Graphing the Brain’s Dark Energy: Network Models and Neural Mechanisms

A lecture by Carl Craver, Professor of Philosophy and Philosophy-Neuroscience-Psychology at Washington University in St. Louis. 

Abstract: In a recent paper on network analysis, Philipe Hunneman conjectures that topological explanations represent a style of explanation distinct from mechanistic explanation. I discuss these claims in the context of recent work using resting state functional correlations to infer cortical structure. Graph theory and network analysis are central research tools in the Human Connectome Project (Sporns 2011).
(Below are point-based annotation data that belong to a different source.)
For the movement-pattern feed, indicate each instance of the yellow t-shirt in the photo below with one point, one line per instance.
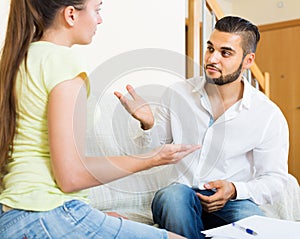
(30, 184)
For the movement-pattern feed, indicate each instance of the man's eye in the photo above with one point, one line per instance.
(226, 53)
(210, 49)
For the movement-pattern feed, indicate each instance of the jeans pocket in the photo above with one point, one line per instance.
(76, 210)
(30, 230)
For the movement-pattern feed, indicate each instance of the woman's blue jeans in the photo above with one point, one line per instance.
(177, 208)
(75, 220)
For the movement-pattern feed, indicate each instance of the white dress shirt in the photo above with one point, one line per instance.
(247, 145)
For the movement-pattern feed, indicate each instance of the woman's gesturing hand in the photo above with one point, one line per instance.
(137, 107)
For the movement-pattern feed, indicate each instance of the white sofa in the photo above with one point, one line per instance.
(110, 128)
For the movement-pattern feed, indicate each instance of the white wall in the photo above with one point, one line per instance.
(266, 11)
(129, 25)
(261, 12)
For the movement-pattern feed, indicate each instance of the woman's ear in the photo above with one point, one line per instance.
(248, 60)
(70, 15)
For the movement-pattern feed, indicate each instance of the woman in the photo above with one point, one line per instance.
(43, 96)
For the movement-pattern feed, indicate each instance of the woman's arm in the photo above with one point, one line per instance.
(67, 126)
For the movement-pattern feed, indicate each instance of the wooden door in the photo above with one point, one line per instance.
(279, 53)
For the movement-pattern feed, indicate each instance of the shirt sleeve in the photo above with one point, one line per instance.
(270, 162)
(61, 65)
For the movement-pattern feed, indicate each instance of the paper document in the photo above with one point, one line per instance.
(257, 227)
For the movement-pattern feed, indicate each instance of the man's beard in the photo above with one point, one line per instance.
(222, 80)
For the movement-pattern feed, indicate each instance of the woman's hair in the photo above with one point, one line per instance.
(248, 31)
(27, 22)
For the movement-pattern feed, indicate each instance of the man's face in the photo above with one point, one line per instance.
(223, 58)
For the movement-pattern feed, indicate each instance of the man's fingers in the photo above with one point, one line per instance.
(131, 91)
(118, 94)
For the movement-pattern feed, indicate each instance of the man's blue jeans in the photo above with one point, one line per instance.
(177, 208)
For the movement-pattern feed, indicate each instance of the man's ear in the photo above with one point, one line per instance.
(70, 15)
(248, 60)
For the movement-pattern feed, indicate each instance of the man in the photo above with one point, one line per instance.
(244, 137)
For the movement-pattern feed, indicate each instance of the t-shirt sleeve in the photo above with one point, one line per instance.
(61, 66)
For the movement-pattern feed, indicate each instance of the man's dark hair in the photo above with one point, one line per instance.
(248, 31)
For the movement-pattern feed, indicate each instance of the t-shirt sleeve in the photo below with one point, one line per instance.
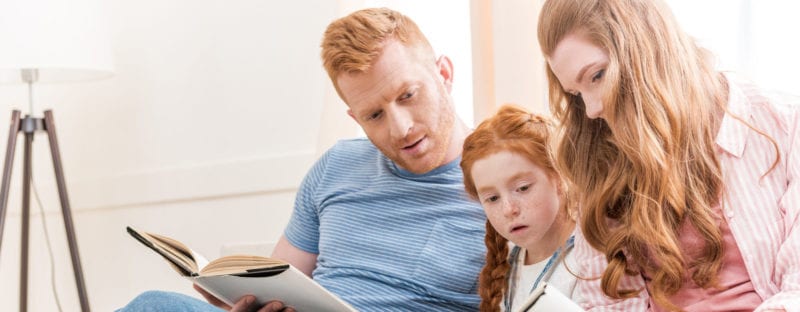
(303, 228)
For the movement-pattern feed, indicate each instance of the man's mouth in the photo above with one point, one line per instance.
(413, 144)
(518, 228)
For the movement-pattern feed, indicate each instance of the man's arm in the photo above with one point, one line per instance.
(304, 261)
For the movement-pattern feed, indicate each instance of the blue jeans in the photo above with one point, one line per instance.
(158, 301)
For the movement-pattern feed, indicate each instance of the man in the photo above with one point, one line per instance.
(384, 223)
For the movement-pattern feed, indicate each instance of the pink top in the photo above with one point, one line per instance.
(763, 215)
(735, 291)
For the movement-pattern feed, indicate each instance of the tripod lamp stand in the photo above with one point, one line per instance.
(46, 41)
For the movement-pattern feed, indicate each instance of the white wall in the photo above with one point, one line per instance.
(211, 120)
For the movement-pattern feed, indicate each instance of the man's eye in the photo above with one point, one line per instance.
(406, 96)
(599, 75)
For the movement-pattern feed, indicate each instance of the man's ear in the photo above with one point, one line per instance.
(445, 67)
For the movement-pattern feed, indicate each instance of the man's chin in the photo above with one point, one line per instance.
(417, 167)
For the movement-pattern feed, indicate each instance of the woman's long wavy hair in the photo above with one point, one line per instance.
(516, 130)
(650, 165)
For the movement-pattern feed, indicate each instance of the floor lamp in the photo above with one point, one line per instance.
(47, 41)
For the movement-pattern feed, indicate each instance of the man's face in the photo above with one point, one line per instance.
(403, 104)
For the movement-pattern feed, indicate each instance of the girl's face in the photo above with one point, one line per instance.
(520, 200)
(580, 67)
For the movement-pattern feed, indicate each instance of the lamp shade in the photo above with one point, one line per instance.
(64, 40)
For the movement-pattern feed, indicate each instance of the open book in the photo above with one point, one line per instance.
(545, 298)
(231, 277)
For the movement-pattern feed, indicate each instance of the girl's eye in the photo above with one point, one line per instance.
(599, 75)
(406, 96)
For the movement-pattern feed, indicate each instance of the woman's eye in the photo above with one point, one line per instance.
(406, 96)
(375, 115)
(599, 75)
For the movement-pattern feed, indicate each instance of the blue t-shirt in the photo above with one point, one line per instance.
(388, 239)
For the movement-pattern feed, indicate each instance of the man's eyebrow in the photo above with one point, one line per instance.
(583, 70)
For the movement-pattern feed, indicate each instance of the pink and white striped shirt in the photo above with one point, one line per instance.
(763, 214)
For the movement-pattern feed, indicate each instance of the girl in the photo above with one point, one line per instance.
(689, 179)
(508, 168)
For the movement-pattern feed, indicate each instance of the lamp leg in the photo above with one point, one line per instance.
(9, 164)
(49, 126)
(26, 220)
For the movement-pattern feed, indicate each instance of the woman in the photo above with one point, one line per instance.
(688, 178)
(508, 168)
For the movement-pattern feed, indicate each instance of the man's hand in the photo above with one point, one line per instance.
(244, 303)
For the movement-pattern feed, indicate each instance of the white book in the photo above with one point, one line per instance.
(548, 298)
(231, 277)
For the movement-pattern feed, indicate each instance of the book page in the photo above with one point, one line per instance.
(289, 285)
(548, 298)
(180, 260)
(236, 264)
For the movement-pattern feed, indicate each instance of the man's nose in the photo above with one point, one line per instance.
(401, 123)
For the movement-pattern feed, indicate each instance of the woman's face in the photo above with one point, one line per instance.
(520, 199)
(580, 67)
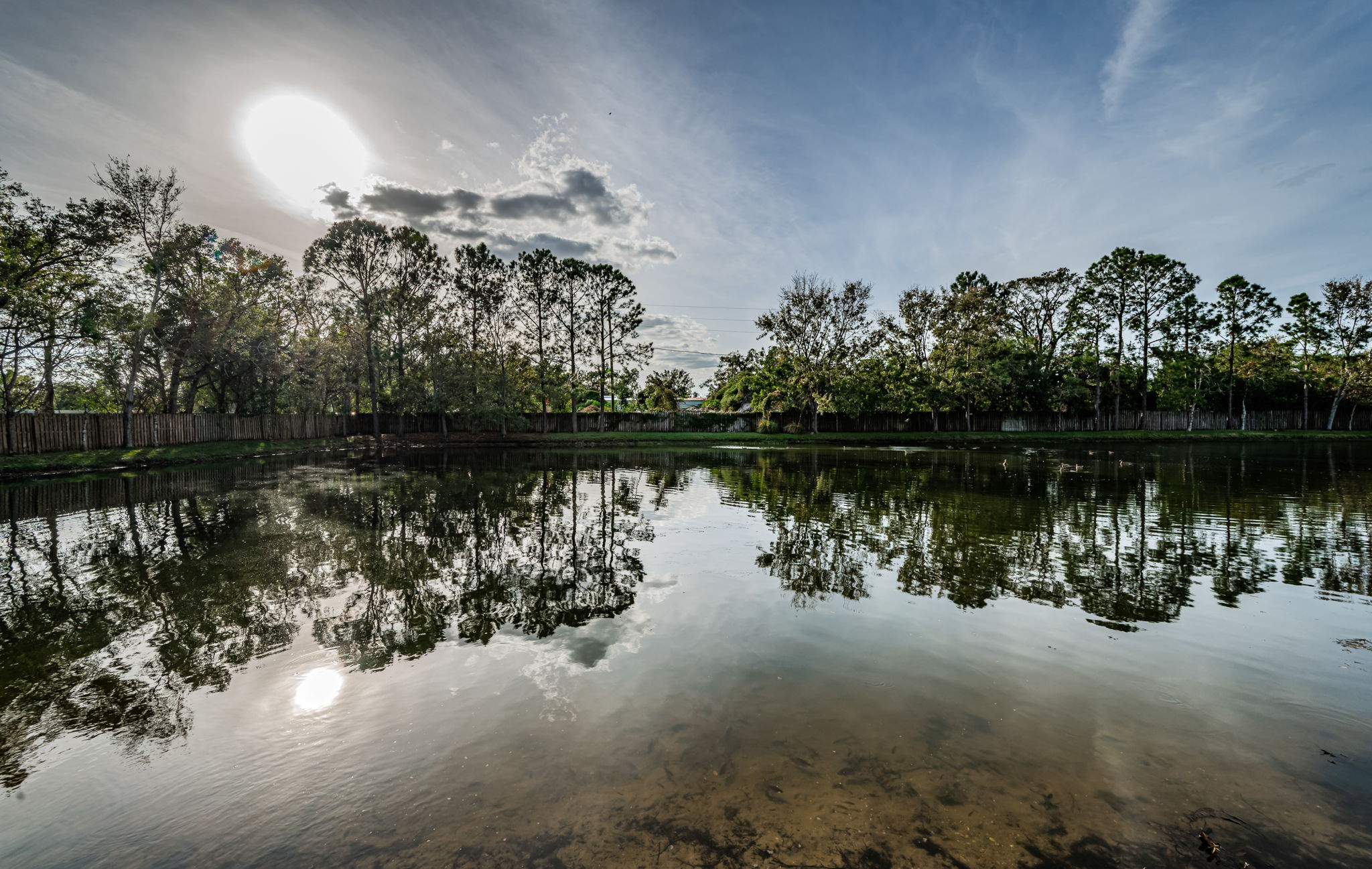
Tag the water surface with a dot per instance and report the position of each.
(695, 658)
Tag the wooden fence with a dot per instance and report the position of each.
(42, 433)
(35, 433)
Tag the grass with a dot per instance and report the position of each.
(14, 467)
(154, 456)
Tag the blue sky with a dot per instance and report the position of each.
(740, 142)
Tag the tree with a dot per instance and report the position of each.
(537, 286)
(1187, 344)
(822, 330)
(1348, 319)
(482, 287)
(574, 281)
(55, 283)
(419, 275)
(1160, 285)
(1245, 311)
(1308, 337)
(1113, 282)
(665, 389)
(146, 206)
(911, 341)
(1040, 316)
(614, 322)
(358, 256)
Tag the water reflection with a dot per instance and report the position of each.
(319, 689)
(110, 617)
(124, 596)
(1125, 540)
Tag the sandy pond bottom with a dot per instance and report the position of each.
(730, 658)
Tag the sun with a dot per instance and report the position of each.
(299, 145)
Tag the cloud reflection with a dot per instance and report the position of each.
(318, 689)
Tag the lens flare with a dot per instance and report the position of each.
(319, 689)
(299, 145)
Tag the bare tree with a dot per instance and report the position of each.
(358, 256)
(147, 205)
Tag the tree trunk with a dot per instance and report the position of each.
(128, 393)
(1305, 401)
(50, 404)
(372, 387)
(1228, 412)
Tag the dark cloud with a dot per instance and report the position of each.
(561, 204)
(593, 195)
(648, 250)
(413, 204)
(510, 243)
(523, 206)
(339, 201)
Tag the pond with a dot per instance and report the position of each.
(840, 658)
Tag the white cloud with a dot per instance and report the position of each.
(1139, 40)
(681, 342)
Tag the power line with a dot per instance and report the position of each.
(715, 306)
(679, 350)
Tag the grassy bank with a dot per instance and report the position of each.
(17, 467)
(155, 456)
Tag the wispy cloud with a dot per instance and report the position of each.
(1139, 40)
(1305, 175)
(679, 342)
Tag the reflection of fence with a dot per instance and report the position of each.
(35, 433)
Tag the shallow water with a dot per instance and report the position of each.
(709, 658)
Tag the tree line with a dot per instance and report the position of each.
(117, 304)
(1125, 337)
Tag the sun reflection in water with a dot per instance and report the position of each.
(318, 689)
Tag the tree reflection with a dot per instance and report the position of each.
(136, 591)
(1124, 537)
(110, 617)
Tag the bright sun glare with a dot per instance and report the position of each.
(299, 145)
(318, 689)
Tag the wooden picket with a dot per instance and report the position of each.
(40, 433)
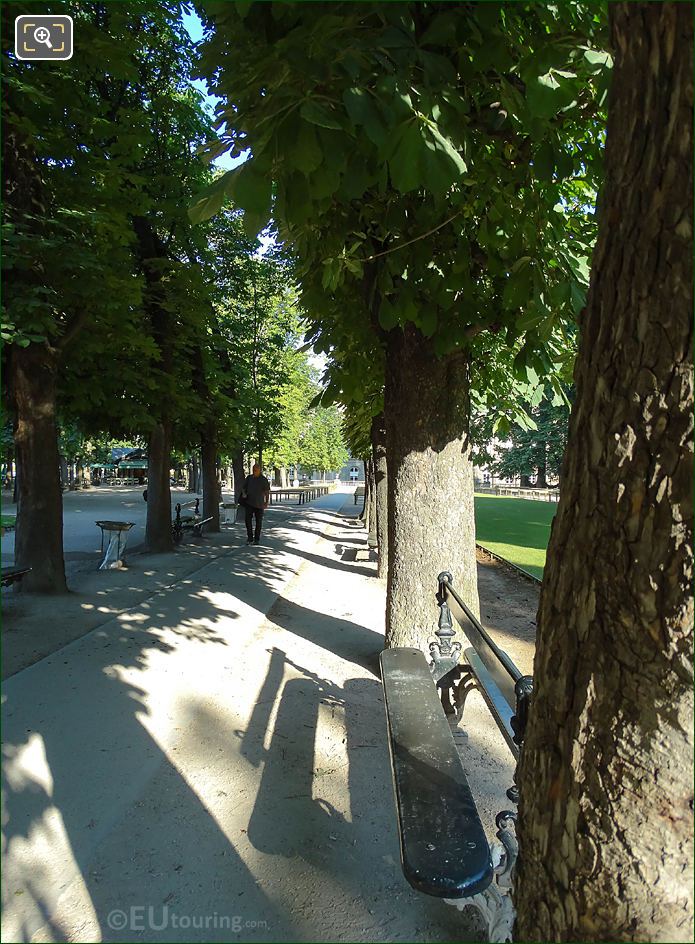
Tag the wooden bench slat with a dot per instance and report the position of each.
(496, 702)
(444, 850)
(499, 666)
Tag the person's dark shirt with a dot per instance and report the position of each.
(256, 489)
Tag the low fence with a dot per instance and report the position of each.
(535, 494)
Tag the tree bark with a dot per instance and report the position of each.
(606, 827)
(366, 507)
(239, 473)
(431, 525)
(158, 537)
(211, 485)
(39, 534)
(370, 520)
(381, 492)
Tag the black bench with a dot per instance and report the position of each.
(192, 522)
(444, 848)
(13, 574)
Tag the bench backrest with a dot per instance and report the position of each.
(505, 689)
(503, 671)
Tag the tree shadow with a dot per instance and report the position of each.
(98, 816)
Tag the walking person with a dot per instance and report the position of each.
(256, 493)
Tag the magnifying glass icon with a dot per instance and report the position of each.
(43, 35)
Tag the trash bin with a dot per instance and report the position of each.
(117, 532)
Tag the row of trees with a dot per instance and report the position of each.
(433, 166)
(121, 318)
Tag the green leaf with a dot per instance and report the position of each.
(209, 201)
(428, 321)
(544, 161)
(318, 114)
(578, 297)
(364, 113)
(388, 315)
(404, 165)
(307, 151)
(548, 94)
(251, 190)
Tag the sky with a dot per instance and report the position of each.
(194, 28)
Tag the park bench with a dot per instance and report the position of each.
(304, 493)
(13, 574)
(182, 523)
(445, 851)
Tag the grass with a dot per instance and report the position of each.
(517, 529)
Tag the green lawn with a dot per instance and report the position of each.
(517, 529)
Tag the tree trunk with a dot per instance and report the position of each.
(39, 534)
(158, 536)
(211, 485)
(366, 507)
(381, 492)
(63, 467)
(239, 473)
(195, 474)
(431, 525)
(370, 521)
(541, 477)
(606, 828)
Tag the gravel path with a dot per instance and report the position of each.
(211, 764)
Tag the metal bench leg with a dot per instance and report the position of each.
(495, 903)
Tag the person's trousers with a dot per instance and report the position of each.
(250, 512)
I argue (in agreement with Hunneman) that that network models (often coupled with facts about localization) can be used to describe features of the organization of complex mechanisms that other representational systems are ill-equipped to describe. I catalogue some of the most promising uses of network theory in contemporary connectomics. I argue, however, that network theory can be used to construct accurate, complete, and well-verified mathematical descriptions of both brain activity and brain structure that explain nothing at all. The explanatory force of the model comes not from the fact that it is a network model but from the fact that network analysis reveals something useful about the organization of a mechanism. Network models that fail in this regard would not be explanatorily interesting. Philosophical emphasis on the explanatory value of network models distracts attention from more interesting questions raised by network theory concerning the organization of complex systems and the methods by which that organization might efficiently be discovered.